投稿者: YamanouchiKatsura

  • スパムメール警告 ドメイン・レジストラ関連

    この連休中、レジストラを名乗る「ygregistry.cn」から、変なメールが届きました。
    Dear Manager,
    (If you are not the person who is in charge of this, please forward this to your CEO,Thanks)
    This email is from China domain name registration center, which mainly deal with the domain name registration and dispute internationally in China.
    We received an application from Huake Ltd on November 17, 2014. They want to register " uhl " as their Internet Keyword and " uhl .cn "、" uhl .com.cn " 、" uhl .net.cn "、" uhl .org.cn " domain names etc.., they are in China domain names.

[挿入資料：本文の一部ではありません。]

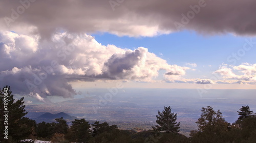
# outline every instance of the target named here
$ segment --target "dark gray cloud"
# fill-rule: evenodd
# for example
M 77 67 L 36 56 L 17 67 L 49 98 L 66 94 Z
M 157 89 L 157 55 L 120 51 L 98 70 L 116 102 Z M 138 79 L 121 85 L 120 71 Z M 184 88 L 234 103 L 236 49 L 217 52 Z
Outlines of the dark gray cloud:
M 1 1 L 1 27 L 22 31 L 20 26 L 34 26 L 33 32 L 48 38 L 56 29 L 130 36 L 152 36 L 183 29 L 210 35 L 256 34 L 253 0 L 124 0 L 114 6 L 103 0 L 30 1 Z M 23 6 L 20 1 L 35 2 Z

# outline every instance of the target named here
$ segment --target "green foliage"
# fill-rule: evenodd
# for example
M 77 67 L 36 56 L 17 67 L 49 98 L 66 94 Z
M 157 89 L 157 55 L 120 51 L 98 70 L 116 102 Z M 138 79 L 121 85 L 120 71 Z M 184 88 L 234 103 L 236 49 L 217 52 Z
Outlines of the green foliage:
M 191 142 L 226 142 L 230 124 L 222 117 L 222 113 L 217 112 L 211 106 L 202 107 L 201 117 L 196 122 L 198 131 L 191 131 Z
M 115 130 L 117 130 L 117 127 L 116 125 L 112 125 L 110 126 L 109 124 L 106 122 L 103 123 L 99 123 L 99 122 L 96 121 L 92 126 L 93 127 L 93 136 L 95 136 L 104 132 L 111 132 Z
M 57 123 L 53 124 L 55 126 L 54 132 L 60 134 L 66 134 L 68 129 L 68 124 L 67 121 L 63 119 L 63 117 L 55 119 Z
M 10 87 L 6 86 L 0 89 L 0 134 L 4 134 L 4 129 L 6 125 L 8 126 L 9 142 L 17 142 L 18 140 L 25 139 L 31 134 L 35 128 L 35 122 L 24 117 L 28 113 L 25 110 L 24 97 L 15 101 L 13 94 Z M 7 101 L 8 105 L 8 125 L 4 125 L 4 101 Z M 2 136 L 2 135 L 1 135 Z M 3 137 L 0 138 L 1 142 L 7 142 Z
M 43 138 L 48 138 L 49 140 L 52 137 L 54 130 L 53 123 L 42 122 L 37 125 L 36 133 L 38 137 Z
M 249 106 L 242 106 L 239 109 L 240 111 L 238 111 L 238 115 L 240 116 L 238 118 L 238 120 L 241 120 L 250 116 L 253 111 L 250 110 Z
M 89 122 L 87 122 L 84 119 L 75 119 L 68 131 L 66 138 L 70 141 L 88 142 L 92 137 Z
M 156 116 L 156 122 L 159 125 L 152 127 L 156 132 L 165 131 L 166 133 L 177 133 L 180 128 L 180 123 L 176 122 L 177 113 L 172 112 L 170 106 L 164 107 L 162 112 L 158 111 L 158 115 Z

But after checking it, we find "uhl " conflicts with your company. In order to deal with this matter better, so we send you email and confirm whether this company is your distributor or business partner in China or not?
    Best Regards,
    Jim
    General Manager
    Shanghai Office (Head Office)
    3002, Nanhai Building, No. 854 Nandan Road,
    Xuhui District, Shanghai 200070, China
    Tel: +86 216191 8696
    Mobile: +86 1870199 4951
    Fax: +86 216191 8697
    Web: ygregistry.cn

     内容は、「中国の会社がuhlを登録したいというので、調べたら、あなたがすでに類似ドメイン名を使っていることがわかった。うまいこと話つけたるさかいに、連絡くれ、お前がヒラなら責任者につなげ」というようなものです。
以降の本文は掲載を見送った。